With radical left-wingers, he may seem like a regular man of the people. Outside of that exalted bunch, though, that description seem a little contrived.
The comedy continues with lines from Moore himself (I inserted the source tags because the original had NONE, which is terribly sloppy, so they could be wrong.):
[G&M] I'm man enough to admit that parts of Sicko made me cry.
[Moore] It's okay, it's okay to cry. I cried for a whole year making this film. I cried when we were editing it. When we filmed the section with the woman whose daughter died going from hospital to hospital because her insurer wouldn't cover emergency care, I cried for a week.
[G&M] Is your fame becoming a liability in your films - does it, paradoxically, make it difficult for your subjects to speak with candour?

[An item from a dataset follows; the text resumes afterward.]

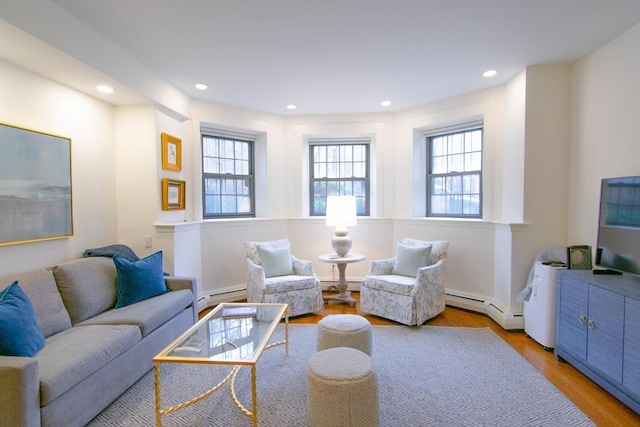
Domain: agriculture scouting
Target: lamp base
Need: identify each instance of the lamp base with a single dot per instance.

[Moore] I've been slowly trying to take myself out of my films, but what happens when I try to do that is people look for me. I've realized that people appreciate my presence. Don't get me wrong, I don't want to be cheered on by the crowds. But I made a decision with Sicko that the people in the film would make the film with me, that it would be a kind of group effort, because we're all in some way a part of the problem. There's something systemically wrong with the way we treat each other in the United States.
Shirley Douglas, the daughter of Tommy Douglas, was at the screening in London, your London, and she said she felt an immense sadness coming from the film, the sadness of someone, me, who realizes that his country has lost his way. But I still think it's possible to get the American soul back.
[G&M] And you don't want to mess with Kiefer Sutherland's mother.
[Moore] I know, I know! And did you know that Christopher Guest's grandfather helped create the British health-care system?
[G&M] It's all become clear to me now - to fix the U.S. health-care system, we just need to ask Lindsay Lohan's grandfather!
It's tough making millions off the suffering of others as a socialist propagandist, but thank goodness someone's willing to do it.